Being A Workaholic Increases The Risk Of Heart Disease By 80%, A Study Concludes
Employees who work overtime usually for more than 8 hours a day, are prone to suffer from heart attacks and strokes later on in life as a study shows an increase in risk by almost 80%.
In explaining the factors that lead to heart disease, one of the study’s authors wrote, “There are several potential mechanisms that may underlie the association between long working hours and heart disease. One is prolonged exposure to psychological stress.”
Simply put, the long hours put in combined with increased stress levels, blood pressure and an unhealthy diet can take a toll on workaholics putting them at risk in suffering from premature heart problems. However, this isn’t the first study that has linked heart health or the lack of it to long working hours.

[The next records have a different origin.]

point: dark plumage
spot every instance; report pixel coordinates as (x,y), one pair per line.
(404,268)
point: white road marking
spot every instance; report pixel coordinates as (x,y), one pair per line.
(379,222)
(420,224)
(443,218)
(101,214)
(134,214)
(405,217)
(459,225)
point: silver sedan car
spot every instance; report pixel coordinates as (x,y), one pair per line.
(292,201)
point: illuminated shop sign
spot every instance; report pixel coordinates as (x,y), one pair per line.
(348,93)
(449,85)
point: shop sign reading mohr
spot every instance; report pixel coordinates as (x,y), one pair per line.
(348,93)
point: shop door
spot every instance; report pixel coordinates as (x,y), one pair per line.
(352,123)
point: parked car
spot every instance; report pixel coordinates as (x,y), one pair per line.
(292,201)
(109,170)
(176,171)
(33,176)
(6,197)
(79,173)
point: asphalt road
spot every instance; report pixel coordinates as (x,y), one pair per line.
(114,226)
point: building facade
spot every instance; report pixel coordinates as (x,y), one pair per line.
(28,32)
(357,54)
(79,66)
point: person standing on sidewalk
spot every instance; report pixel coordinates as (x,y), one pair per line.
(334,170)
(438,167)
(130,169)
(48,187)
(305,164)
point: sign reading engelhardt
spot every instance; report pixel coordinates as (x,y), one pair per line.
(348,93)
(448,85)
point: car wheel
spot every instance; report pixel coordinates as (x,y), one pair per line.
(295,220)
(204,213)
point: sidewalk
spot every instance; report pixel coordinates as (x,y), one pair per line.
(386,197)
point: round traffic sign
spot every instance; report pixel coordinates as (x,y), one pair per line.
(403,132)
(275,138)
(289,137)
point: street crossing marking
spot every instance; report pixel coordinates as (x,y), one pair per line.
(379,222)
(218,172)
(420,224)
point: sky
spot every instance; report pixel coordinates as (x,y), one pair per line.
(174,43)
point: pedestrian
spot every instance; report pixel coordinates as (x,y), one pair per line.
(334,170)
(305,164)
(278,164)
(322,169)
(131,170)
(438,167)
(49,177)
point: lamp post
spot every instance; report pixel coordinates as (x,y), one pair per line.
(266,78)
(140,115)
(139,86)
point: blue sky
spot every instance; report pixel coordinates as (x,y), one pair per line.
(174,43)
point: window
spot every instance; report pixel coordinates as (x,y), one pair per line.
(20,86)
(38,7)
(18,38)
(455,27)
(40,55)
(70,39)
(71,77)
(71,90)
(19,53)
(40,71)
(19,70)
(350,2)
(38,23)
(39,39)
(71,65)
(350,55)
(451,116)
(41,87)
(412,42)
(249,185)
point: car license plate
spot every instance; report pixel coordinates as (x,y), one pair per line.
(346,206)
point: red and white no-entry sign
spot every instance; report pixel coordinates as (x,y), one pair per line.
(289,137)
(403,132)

In fact, the lead researcher of this study, Dr. Marianna Virtanen, compiled these findings based on 12 studies whose data goes back all the way to 1958 and which included almost 22000 participants from the Netherlands, Britain, United States, Sweden, Finland, Denmark and Japan.
Among the studies performed, the ones where participants suffered from the greatest risk of heart disease were the ones where participants were asked to recall their working hours. In other studies, where the participants’ working hours were monitored by the team, the risk of heart disease stood at about 40 percent.
In an earlier study conducted three years ago, Dr. Virtanen concluded that working long hours was just as bad as smoking in increasing the risk of dementia as one gets older.